A Better Hash Function

Weight each character by its position.

Javascript
function betterHash(key, tableSize) {
  let hash = 0;
  const prime = 31;
  for (let i = 0; i < key.length; i++) {
    hash = (hash * prime + key.charCodeAt(i)) % tableSize;
  }
  return hash;
}

console.log(betterHash("hello", 10)); // 2
console.log(betterHash("olleh", 10)); // 8 — different!

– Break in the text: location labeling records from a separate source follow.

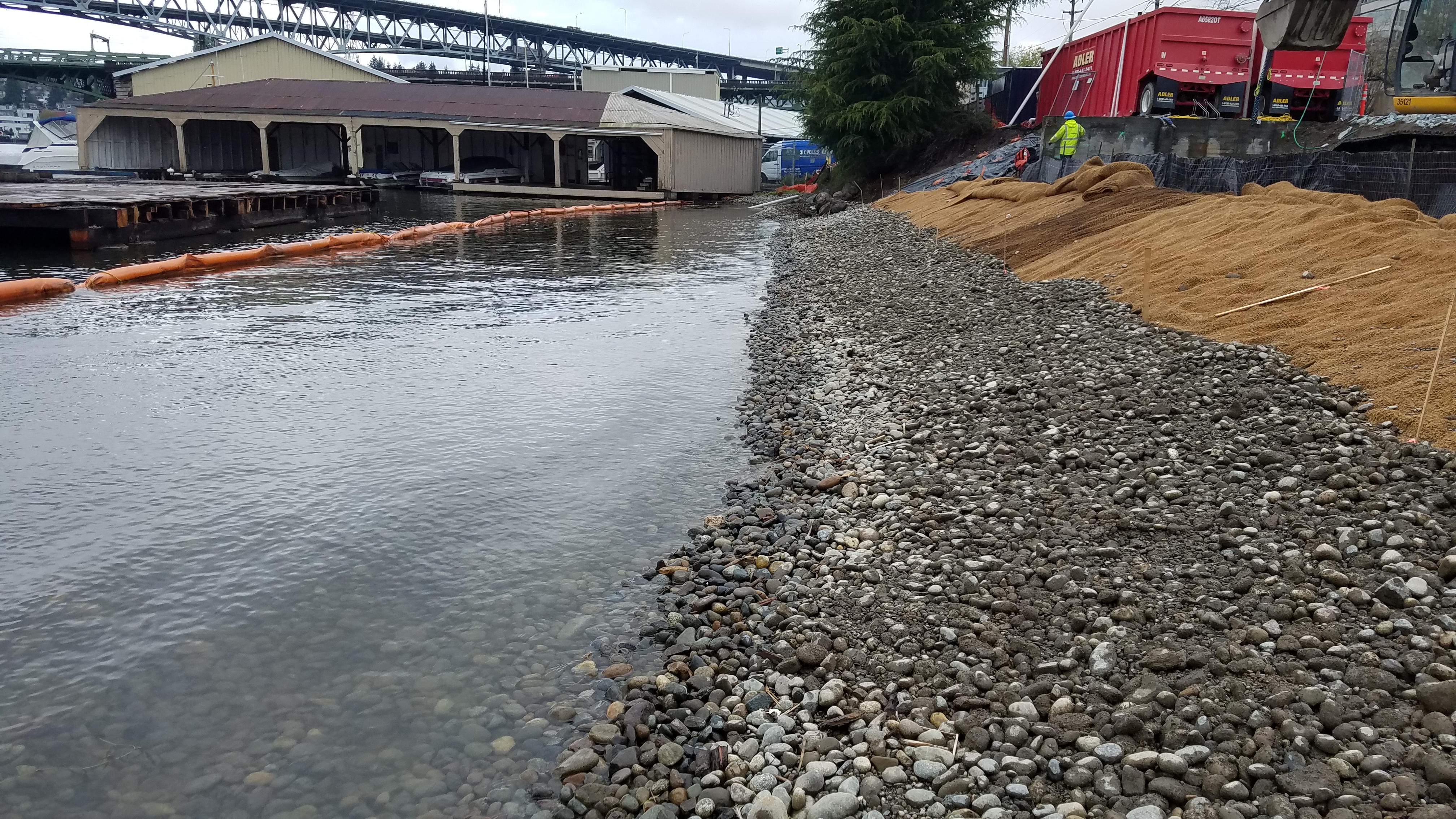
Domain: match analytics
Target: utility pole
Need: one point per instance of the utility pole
(1011, 11)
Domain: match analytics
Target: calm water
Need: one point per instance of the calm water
(321, 538)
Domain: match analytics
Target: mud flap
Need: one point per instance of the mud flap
(1231, 100)
(1280, 97)
(1165, 94)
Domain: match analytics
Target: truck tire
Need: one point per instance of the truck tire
(1145, 98)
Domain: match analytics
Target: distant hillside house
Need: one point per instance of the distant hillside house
(265, 57)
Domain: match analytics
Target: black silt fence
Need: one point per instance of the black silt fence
(1427, 178)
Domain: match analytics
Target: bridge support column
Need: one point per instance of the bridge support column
(455, 149)
(263, 146)
(85, 127)
(555, 155)
(178, 123)
(356, 142)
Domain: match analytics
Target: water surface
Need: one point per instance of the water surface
(321, 538)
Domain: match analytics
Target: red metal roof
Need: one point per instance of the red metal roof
(343, 98)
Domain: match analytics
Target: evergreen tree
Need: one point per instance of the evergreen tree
(884, 78)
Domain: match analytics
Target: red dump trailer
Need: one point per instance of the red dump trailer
(1318, 85)
(1167, 62)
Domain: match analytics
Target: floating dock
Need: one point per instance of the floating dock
(91, 215)
(557, 193)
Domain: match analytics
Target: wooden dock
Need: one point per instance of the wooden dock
(95, 213)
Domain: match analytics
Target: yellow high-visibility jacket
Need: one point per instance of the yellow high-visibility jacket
(1068, 138)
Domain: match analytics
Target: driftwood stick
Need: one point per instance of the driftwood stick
(1430, 384)
(1299, 292)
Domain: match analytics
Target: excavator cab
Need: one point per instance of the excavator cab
(1420, 57)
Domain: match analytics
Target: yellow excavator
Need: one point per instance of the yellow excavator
(1419, 57)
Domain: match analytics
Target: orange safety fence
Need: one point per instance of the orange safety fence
(28, 289)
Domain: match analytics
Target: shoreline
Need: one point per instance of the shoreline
(1018, 554)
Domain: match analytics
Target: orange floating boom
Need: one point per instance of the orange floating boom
(32, 289)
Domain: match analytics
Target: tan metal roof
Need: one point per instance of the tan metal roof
(386, 101)
(238, 43)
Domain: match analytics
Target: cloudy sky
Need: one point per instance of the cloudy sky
(755, 27)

The prime multiplier makes the hash sensitive to character order. This dramatically reduces collisions.

Handling Collisions

No hash function eliminates collisions entirely. Two strategies:

  • Chaining — each bucket holds a list. Collisions just add to the list. Simple. Works well with a good hash function.
  • Open addressing — if a slot is taken, probe the next slot (linear probing, quadratic probing, or double hashing). Better cache performance but more complex.

Complexity

  • Hash computation: O(k) where k is the key length.
  • Lookup with good hash: O(1) average.
  • Lookup with bad hash: O(n) worst case (everything in one bucket).

The Trade-off

Hashing gives you O(1) lookups — but only on average. The worst case is O(n). A good hash function and proper table sizing keep you in O(1) territory. A bad hash function turns your hash map into a linked list.

Hashing also doesn't preserve order. If you need sorted data or range queries, a tree structure is a better choice.